Com essa anedota, meu nobre irmão, respondi à sua questão: seria justo um debate assim? Teria o pássaro-preto do vizinho vocabulário para dialogar com o pardal que alimento?
Existe o argumento de que se um membro estiver no corpo de Cristo, ele recebe os nutrientes do céu. Verdade, a comunhão com os demais é de grande valia aos congregados. Contudo, essa gaiola não são as quatro paredes de um templo religioso. A gaiola é mental: refiro-me às consciências presas a um esquema hierárquico de poder.
Atualmente, fala-se muito em culto orgânico. Parece-me, porém, que seus simpatizantes não entenderam bem o que de fato é um culto orgânico. Se o conceito de orgânico é nascer, existir e reproduzir despidos de recursos externos, não é bem isso que estou assistindo. O culto orgânico não tem:
- CNPJ. As reuniões são ocasionais, como na igreja primitiva;
- Púlpito, mas mesa;
- Concentração de recursos financeiros. Cada crente direciona seus dízimos e ofertas às necessidades reais de seus assistidos;
- Pastor oficial. Todos pastoreiam uns aos outros;
- Pregador oficial. A leitura, explanação e aplicação é um direito de todos, para a edificação e não adestramento;
- Cantor, grupo de louvor ou musicista de destaque.
Quando esse culto ocorrerá? Não nesta geração!

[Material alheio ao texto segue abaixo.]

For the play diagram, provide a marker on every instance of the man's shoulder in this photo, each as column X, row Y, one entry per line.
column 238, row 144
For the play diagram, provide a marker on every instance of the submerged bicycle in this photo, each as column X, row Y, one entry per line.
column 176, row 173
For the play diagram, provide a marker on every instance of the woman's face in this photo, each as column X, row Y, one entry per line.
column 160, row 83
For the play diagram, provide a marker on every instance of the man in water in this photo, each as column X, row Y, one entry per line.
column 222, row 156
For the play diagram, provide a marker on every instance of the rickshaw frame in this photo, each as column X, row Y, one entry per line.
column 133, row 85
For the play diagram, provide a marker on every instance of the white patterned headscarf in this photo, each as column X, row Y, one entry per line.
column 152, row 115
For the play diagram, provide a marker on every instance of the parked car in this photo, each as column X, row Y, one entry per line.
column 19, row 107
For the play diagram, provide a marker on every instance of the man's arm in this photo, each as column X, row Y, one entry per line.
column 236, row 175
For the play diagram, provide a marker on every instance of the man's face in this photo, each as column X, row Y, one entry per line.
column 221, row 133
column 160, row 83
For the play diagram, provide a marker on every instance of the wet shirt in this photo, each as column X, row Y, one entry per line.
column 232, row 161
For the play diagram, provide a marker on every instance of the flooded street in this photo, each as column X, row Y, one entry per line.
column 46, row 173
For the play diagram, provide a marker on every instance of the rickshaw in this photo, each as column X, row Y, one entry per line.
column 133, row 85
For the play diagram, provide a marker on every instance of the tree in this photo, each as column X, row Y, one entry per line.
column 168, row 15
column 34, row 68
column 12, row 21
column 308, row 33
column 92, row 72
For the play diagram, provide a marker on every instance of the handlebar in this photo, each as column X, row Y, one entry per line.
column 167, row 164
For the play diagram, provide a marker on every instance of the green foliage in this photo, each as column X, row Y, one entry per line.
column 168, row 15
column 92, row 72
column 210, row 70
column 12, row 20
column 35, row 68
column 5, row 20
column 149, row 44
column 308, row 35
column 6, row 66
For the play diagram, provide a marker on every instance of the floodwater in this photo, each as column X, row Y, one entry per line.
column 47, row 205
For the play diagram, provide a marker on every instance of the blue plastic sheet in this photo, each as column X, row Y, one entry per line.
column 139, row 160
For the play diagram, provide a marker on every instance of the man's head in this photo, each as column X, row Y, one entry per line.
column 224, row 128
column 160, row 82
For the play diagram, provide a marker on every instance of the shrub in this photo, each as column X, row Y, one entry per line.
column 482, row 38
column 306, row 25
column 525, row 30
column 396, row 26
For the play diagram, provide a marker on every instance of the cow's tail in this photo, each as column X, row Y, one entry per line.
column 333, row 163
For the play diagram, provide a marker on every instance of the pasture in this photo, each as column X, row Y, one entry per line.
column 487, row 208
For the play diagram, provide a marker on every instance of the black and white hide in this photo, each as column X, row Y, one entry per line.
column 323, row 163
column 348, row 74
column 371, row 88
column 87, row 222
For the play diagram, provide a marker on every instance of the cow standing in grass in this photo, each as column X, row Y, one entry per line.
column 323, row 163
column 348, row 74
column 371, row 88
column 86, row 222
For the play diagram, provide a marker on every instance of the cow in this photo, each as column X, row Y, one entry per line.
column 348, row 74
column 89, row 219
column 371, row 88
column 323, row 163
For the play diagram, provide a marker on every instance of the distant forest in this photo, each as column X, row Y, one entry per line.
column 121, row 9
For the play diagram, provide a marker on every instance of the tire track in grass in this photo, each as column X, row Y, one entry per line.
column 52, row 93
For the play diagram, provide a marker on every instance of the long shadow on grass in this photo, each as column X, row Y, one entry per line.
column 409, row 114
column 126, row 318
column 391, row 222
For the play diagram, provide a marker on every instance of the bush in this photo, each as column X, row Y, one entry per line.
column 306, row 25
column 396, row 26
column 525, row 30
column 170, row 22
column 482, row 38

A cristandade na qual estamos inseridos está acostumada com o teatro, a hipocrisia, o estrelismo, a soberba, a boa aparência de seus templos, o desfile de suas vestimentas e a transmissão de responsabilidade. Sim, quando se paga ou envaidece um indivíduo (pastor) para que ele trabalhe no seu lugar, isso é transmissão de responsabilidade. Todo crente que de fato nasceu de novo pastoreia, ora, aconselha e carrega, literalmente, as cargas do outro.
Teria o pássaro-preto do vizinho vocabulário para dialogar com o pardal que alimento?
Me responda você!
Diante desse quadro, concluo minhas considerações afirmando que devemos nos policiar a todo momento. Não é porque estamos fora de uma instituição religiosa que estamos fora da gaiola. Repito: ela é mental. Podemos confeccionar nossas próprias gaiolas e nos aprisionar em nossos sistemas.
Foi para isso que o nosso Senhor veio; Ele não libertou o seu povo do poder de Roma, mas quem creu Nele nunca mais foi propriedade do império. Não seja propriedade de mercenários, de guias, de gurus ou dos poderes institucionais desse mundo. Comece a desmontar a gaiola!